I don’t know if the automatic snapshot procedure pauses the VM, but, if not, you might want to write a script that does that.
Or, write a complete backup script: pause VM, take snapshot, resume the VM.
Take a look at the virsh program. On my QNAP with QTS 4.3.4.0675 virsh is in /share/CACHEDEV2_DATA/.qpkg/QKVM/usr/bin/virsh.
Type help after you run virsh and you’ll see the commands supported.
virsh script rxample:

suspend --domain <UUID>
create-snapshot-as --domain <UUID> --name <snapshot_name>
resume --domain <UUID>

or something like that.
Maybe this approach will prevent OH going crazy :laughing:

There is very little information how the snapshots are done on the QNAP but most of the time it is seamless and I do not see any problems.
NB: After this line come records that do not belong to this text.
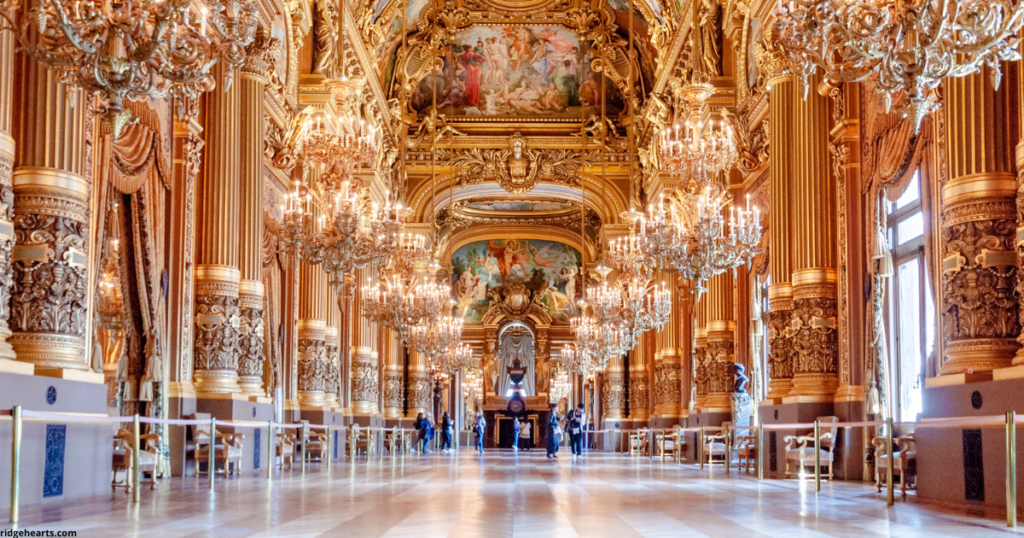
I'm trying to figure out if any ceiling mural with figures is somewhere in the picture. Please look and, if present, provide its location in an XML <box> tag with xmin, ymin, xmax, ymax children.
<box><xmin>411</xmin><ymin>25</ymin><xmax>623</xmax><ymax>119</ymax></box>
<box><xmin>452</xmin><ymin>239</ymin><xmax>582</xmax><ymax>325</ymax></box>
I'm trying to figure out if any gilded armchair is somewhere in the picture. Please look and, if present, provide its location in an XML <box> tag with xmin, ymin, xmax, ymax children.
<box><xmin>784</xmin><ymin>417</ymin><xmax>839</xmax><ymax>480</ymax></box>
<box><xmin>871</xmin><ymin>433</ymin><xmax>918</xmax><ymax>496</ymax></box>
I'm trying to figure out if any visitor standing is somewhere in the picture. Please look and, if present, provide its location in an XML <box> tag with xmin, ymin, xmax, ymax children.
<box><xmin>473</xmin><ymin>411</ymin><xmax>487</xmax><ymax>454</ymax></box>
<box><xmin>548</xmin><ymin>404</ymin><xmax>562</xmax><ymax>459</ymax></box>
<box><xmin>441</xmin><ymin>411</ymin><xmax>453</xmax><ymax>452</ymax></box>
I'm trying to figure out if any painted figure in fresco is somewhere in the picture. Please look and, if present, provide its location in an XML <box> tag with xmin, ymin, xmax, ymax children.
<box><xmin>483</xmin><ymin>37</ymin><xmax>509</xmax><ymax>85</ymax></box>
<box><xmin>456</xmin><ymin>45</ymin><xmax>487</xmax><ymax>107</ymax></box>
<box><xmin>580</xmin><ymin>71</ymin><xmax>601</xmax><ymax>107</ymax></box>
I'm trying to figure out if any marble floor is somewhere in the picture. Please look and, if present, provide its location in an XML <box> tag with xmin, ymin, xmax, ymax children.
<box><xmin>0</xmin><ymin>449</ymin><xmax>1024</xmax><ymax>538</ymax></box>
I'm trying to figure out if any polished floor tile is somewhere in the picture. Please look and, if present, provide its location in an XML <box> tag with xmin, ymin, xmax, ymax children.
<box><xmin>0</xmin><ymin>450</ymin><xmax>1014</xmax><ymax>538</ymax></box>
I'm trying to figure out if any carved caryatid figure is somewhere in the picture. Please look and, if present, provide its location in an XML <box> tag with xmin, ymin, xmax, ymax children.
<box><xmin>700</xmin><ymin>0</ymin><xmax>722</xmax><ymax>77</ymax></box>
<box><xmin>313</xmin><ymin>0</ymin><xmax>342</xmax><ymax>79</ymax></box>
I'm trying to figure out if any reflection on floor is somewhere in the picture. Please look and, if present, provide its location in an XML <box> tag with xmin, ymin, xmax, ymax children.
<box><xmin>0</xmin><ymin>449</ymin><xmax>1012</xmax><ymax>538</ymax></box>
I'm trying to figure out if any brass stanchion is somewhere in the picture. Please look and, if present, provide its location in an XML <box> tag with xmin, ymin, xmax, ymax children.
<box><xmin>886</xmin><ymin>417</ymin><xmax>895</xmax><ymax>506</ymax></box>
<box><xmin>814</xmin><ymin>418</ymin><xmax>821</xmax><ymax>492</ymax></box>
<box><xmin>266</xmin><ymin>420</ymin><xmax>274</xmax><ymax>480</ymax></box>
<box><xmin>1007</xmin><ymin>411</ymin><xmax>1017</xmax><ymax>527</ymax></box>
<box><xmin>131</xmin><ymin>413</ymin><xmax>141</xmax><ymax>503</ymax></box>
<box><xmin>299</xmin><ymin>423</ymin><xmax>306</xmax><ymax>474</ymax></box>
<box><xmin>206</xmin><ymin>417</ymin><xmax>215</xmax><ymax>490</ymax></box>
<box><xmin>758</xmin><ymin>424</ymin><xmax>765</xmax><ymax>481</ymax></box>
<box><xmin>10</xmin><ymin>406</ymin><xmax>22</xmax><ymax>526</ymax></box>
<box><xmin>697</xmin><ymin>426</ymin><xmax>703</xmax><ymax>470</ymax></box>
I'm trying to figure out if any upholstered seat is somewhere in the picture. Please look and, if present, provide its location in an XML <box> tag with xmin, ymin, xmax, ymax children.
<box><xmin>785</xmin><ymin>417</ymin><xmax>839</xmax><ymax>480</ymax></box>
<box><xmin>871</xmin><ymin>433</ymin><xmax>918</xmax><ymax>496</ymax></box>
<box><xmin>111</xmin><ymin>429</ymin><xmax>160</xmax><ymax>493</ymax></box>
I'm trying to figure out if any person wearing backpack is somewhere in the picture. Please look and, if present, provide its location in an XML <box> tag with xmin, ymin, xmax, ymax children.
<box><xmin>441</xmin><ymin>411</ymin><xmax>452</xmax><ymax>452</ymax></box>
<box><xmin>473</xmin><ymin>411</ymin><xmax>487</xmax><ymax>454</ymax></box>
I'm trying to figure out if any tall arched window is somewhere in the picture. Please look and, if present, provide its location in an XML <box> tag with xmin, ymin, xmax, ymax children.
<box><xmin>886</xmin><ymin>173</ymin><xmax>935</xmax><ymax>421</ymax></box>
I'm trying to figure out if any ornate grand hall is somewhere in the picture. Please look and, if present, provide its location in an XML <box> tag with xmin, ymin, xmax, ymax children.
<box><xmin>0</xmin><ymin>0</ymin><xmax>1024</xmax><ymax>538</ymax></box>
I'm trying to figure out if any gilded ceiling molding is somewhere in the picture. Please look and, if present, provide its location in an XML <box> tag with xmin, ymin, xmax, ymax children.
<box><xmin>408</xmin><ymin>167</ymin><xmax>627</xmax><ymax>224</ymax></box>
<box><xmin>439</xmin><ymin>224</ymin><xmax>598</xmax><ymax>262</ymax></box>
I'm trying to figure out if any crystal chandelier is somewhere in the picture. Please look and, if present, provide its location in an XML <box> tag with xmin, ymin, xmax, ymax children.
<box><xmin>279</xmin><ymin>111</ymin><xmax>389</xmax><ymax>285</ymax></box>
<box><xmin>548</xmin><ymin>368</ymin><xmax>572</xmax><ymax>404</ymax></box>
<box><xmin>655</xmin><ymin>77</ymin><xmax>762</xmax><ymax>297</ymax></box>
<box><xmin>0</xmin><ymin>0</ymin><xmax>259</xmax><ymax>138</ymax></box>
<box><xmin>769</xmin><ymin>0</ymin><xmax>1024</xmax><ymax>132</ymax></box>
<box><xmin>360</xmin><ymin>234</ymin><xmax>440</xmax><ymax>342</ymax></box>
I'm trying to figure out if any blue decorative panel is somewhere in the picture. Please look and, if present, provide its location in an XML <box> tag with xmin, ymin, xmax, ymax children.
<box><xmin>964</xmin><ymin>429</ymin><xmax>985</xmax><ymax>501</ymax></box>
<box><xmin>253</xmin><ymin>428</ymin><xmax>263</xmax><ymax>469</ymax></box>
<box><xmin>43</xmin><ymin>424</ymin><xmax>68</xmax><ymax>497</ymax></box>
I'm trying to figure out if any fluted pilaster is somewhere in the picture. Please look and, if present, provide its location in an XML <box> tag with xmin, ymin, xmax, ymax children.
<box><xmin>940</xmin><ymin>69</ymin><xmax>1024</xmax><ymax>374</ymax></box>
<box><xmin>703</xmin><ymin>271</ymin><xmax>736</xmax><ymax>412</ymax></box>
<box><xmin>237</xmin><ymin>34</ymin><xmax>280</xmax><ymax>396</ymax></box>
<box><xmin>298</xmin><ymin>258</ymin><xmax>330</xmax><ymax>407</ymax></box>
<box><xmin>9</xmin><ymin>53</ymin><xmax>90</xmax><ymax>370</ymax></box>
<box><xmin>766</xmin><ymin>74</ymin><xmax>796</xmax><ymax>403</ymax></box>
<box><xmin>790</xmin><ymin>72</ymin><xmax>839</xmax><ymax>401</ymax></box>
<box><xmin>601</xmin><ymin>357</ymin><xmax>626</xmax><ymax>420</ymax></box>
<box><xmin>409</xmin><ymin>350</ymin><xmax>434</xmax><ymax>417</ymax></box>
<box><xmin>350</xmin><ymin>267</ymin><xmax>379</xmax><ymax>415</ymax></box>
<box><xmin>0</xmin><ymin>32</ymin><xmax>19</xmax><ymax>368</ymax></box>
<box><xmin>384</xmin><ymin>329</ymin><xmax>406</xmax><ymax>418</ymax></box>
<box><xmin>693</xmin><ymin>294</ymin><xmax>709</xmax><ymax>411</ymax></box>
<box><xmin>195</xmin><ymin>64</ymin><xmax>242</xmax><ymax>394</ymax></box>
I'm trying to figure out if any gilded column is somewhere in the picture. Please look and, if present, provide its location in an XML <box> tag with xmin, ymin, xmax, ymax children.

I found curious thing in a logs. The crash is happening exactly in a window of those 2 events:

[OpenHAB] Completed backup task [Backup_VM] (to /VMs/OpenHAB_backup).
2018/12/06 02:50:12 - admin

[OpenHAB] Backup task [Backup_VM]: The maximum number of snapshots 32 has been reached and the snapshot Backup_VM has been deleted for taking the latest snapshot.
2018/12/06 02:48:35 - admin